Do the same for your other competitors to find out the anchor trends that work in your niche, and build diverse anchor texts.
12. Separate pages for every keyword is a key to success.
A page per keyword allows to create content specifically targeted for each keyword and maximize the ability to target this or that term or phrase.
This strategy was perfectly workable in the past, but since then search engine mechanisms have drastically changed. Google’s Hummingbird update considers such pages as low quality content due to its repetitive and spammy nature as well as its negative impact on usability.
Plus, your site architecture will become quite bulky and prevent search engines from distinguishing your unique value and delivering it to the SERPs.
The recent studies have shown that a single page can rank for a few (dozens and even hundreds!) of keywords, which means that it can show up in the same staggering quantity of SERPs.
It is a good strategy to create one page that targets several keywords, which will maximize the usability of your website. However, do not cram the keywords randomly, so that they are just there. Optimize the page placing them where it makes sense.

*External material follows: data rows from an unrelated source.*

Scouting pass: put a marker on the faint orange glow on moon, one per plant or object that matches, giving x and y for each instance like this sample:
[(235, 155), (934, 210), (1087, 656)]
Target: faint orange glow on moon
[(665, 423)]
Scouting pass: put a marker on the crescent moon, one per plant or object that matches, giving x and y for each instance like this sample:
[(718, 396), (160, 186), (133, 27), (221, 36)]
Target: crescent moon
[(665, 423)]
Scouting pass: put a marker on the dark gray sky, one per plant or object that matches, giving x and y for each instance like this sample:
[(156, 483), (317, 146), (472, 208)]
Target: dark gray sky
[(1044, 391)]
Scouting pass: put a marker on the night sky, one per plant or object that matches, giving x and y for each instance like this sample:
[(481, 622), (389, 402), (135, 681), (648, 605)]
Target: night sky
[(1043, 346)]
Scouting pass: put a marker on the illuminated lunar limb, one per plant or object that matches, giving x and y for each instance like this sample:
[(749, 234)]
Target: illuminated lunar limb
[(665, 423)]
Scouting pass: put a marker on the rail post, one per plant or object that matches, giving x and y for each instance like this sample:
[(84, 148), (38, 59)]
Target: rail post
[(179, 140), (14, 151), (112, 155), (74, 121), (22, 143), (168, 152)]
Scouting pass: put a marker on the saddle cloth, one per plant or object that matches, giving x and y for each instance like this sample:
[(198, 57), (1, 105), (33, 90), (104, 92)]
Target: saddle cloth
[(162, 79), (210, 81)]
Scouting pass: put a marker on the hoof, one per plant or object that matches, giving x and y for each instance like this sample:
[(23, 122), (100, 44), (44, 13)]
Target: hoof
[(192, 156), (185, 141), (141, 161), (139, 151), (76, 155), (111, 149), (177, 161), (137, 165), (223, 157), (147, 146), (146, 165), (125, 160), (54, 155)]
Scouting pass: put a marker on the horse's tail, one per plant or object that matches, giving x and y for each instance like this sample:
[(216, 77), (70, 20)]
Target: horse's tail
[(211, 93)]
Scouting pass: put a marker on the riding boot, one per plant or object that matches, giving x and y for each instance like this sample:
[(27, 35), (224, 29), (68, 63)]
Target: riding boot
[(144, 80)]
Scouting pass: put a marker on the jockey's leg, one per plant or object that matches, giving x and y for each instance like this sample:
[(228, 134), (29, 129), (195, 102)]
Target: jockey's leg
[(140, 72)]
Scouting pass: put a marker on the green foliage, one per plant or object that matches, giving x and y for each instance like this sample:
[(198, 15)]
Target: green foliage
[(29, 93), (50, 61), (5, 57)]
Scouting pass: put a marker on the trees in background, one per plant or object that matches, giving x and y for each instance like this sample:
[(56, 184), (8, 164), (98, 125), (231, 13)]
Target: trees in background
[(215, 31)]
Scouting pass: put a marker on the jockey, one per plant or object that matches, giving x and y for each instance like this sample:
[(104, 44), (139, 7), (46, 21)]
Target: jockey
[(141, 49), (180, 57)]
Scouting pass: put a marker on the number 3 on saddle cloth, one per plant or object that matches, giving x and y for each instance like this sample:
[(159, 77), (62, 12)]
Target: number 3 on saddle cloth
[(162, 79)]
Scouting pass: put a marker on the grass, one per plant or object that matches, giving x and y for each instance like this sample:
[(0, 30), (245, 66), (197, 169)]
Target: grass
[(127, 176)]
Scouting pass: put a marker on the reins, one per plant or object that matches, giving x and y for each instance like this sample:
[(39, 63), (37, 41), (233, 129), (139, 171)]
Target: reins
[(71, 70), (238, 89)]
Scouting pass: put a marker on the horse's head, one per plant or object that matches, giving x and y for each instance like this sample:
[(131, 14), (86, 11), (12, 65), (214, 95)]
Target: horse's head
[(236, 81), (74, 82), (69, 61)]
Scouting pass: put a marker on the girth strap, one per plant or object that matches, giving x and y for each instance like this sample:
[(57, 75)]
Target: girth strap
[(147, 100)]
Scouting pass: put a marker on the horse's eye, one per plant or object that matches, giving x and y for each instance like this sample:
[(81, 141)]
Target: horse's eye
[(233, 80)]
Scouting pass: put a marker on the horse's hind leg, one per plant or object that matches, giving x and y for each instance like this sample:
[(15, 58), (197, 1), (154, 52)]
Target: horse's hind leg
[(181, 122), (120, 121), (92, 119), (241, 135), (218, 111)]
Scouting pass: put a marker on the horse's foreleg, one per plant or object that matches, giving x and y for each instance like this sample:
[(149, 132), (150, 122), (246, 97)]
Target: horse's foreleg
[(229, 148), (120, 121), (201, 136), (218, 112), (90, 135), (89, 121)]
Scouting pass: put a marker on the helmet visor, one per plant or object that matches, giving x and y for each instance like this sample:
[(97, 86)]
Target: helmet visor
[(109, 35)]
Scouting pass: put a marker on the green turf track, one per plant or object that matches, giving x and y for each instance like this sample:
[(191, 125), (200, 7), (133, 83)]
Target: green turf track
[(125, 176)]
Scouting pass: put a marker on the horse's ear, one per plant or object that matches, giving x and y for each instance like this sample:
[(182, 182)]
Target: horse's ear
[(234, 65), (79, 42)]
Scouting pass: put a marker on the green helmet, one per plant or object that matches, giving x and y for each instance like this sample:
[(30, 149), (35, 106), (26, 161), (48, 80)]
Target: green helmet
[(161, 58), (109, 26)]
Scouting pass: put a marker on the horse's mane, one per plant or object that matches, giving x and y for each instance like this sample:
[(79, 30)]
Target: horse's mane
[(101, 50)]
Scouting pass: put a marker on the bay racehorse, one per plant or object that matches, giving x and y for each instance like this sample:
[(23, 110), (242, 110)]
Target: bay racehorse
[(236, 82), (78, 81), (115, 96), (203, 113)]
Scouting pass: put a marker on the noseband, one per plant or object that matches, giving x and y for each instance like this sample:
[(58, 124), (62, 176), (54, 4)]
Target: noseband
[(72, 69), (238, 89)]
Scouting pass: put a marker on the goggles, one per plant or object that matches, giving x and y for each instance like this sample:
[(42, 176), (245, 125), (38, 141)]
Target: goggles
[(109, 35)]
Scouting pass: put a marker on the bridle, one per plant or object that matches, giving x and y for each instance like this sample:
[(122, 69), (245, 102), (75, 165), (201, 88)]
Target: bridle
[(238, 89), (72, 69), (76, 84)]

A great way to create unique content is by focusing on searcher’s intent. What I mean is that keywords may be different, but the intent beyond them can be the same (like “snowboard courses” and “snowboard school”), so one page of content may cover queries with different keywords.
As for keyword research, I have covered it in Myth 7. Check it out if needed!
13. SEO is dead.
After yet another Google algorithm update, whatever SEO efforts you have applied, your gained rankings are just wasted.
You Google something, and o-la-la! Google gives you all the answers from its own database.
Aaaargh! What is it? Is SEO dead or something?
Well, SEO is not dead. It is not even a zombie. It is just a shapeshifter. The only constant thing about it is change. An ever-evolving organism.
There are so many developments in the field — like mobile searches, semantic search, and so on — that Google Answers is the least to worry about.
I know that it is kind of frustrating not to have one reliable formula by following which you will definitely succeed. However, SEO is such a gigantic field of established and new practices that it is foolish to say that it is dead. Of course, if you cling to some outdated techniques that were effective before but now are punishable by the new Google algos, then you are more dead than SEO could be.
Bust all the myths! Do not be stale! Get rid of the outdated tactics! Act smarter! May SEO be with you!
These are just the myths that amuse me most. But there are so many more of them out there. Each person who just once used a keyword in a title, meta description, or anchor text, claims to be an SEO specialist. However, as search engines try to please users and be more human-like, you have to stand in the shoes of an ordinary searcher to understand what everything should look like. And then listen to the real professionals from the SEO field to understand what to do to succeed in your aspirations.
Plus, as you have noticed, many myths are born out of false comprehension, fears, and gaps in knowledge. It happens not by fault of search engines’ moves but in the SEO community itself.
Moreover, these new algorithms are not 100% perfect. To any top-notch update there will be a top-notch way to circumvent it. So we need to keep this balance and sift out bad or out-of-date practices and cheatings from approved techniques and our gut feeling.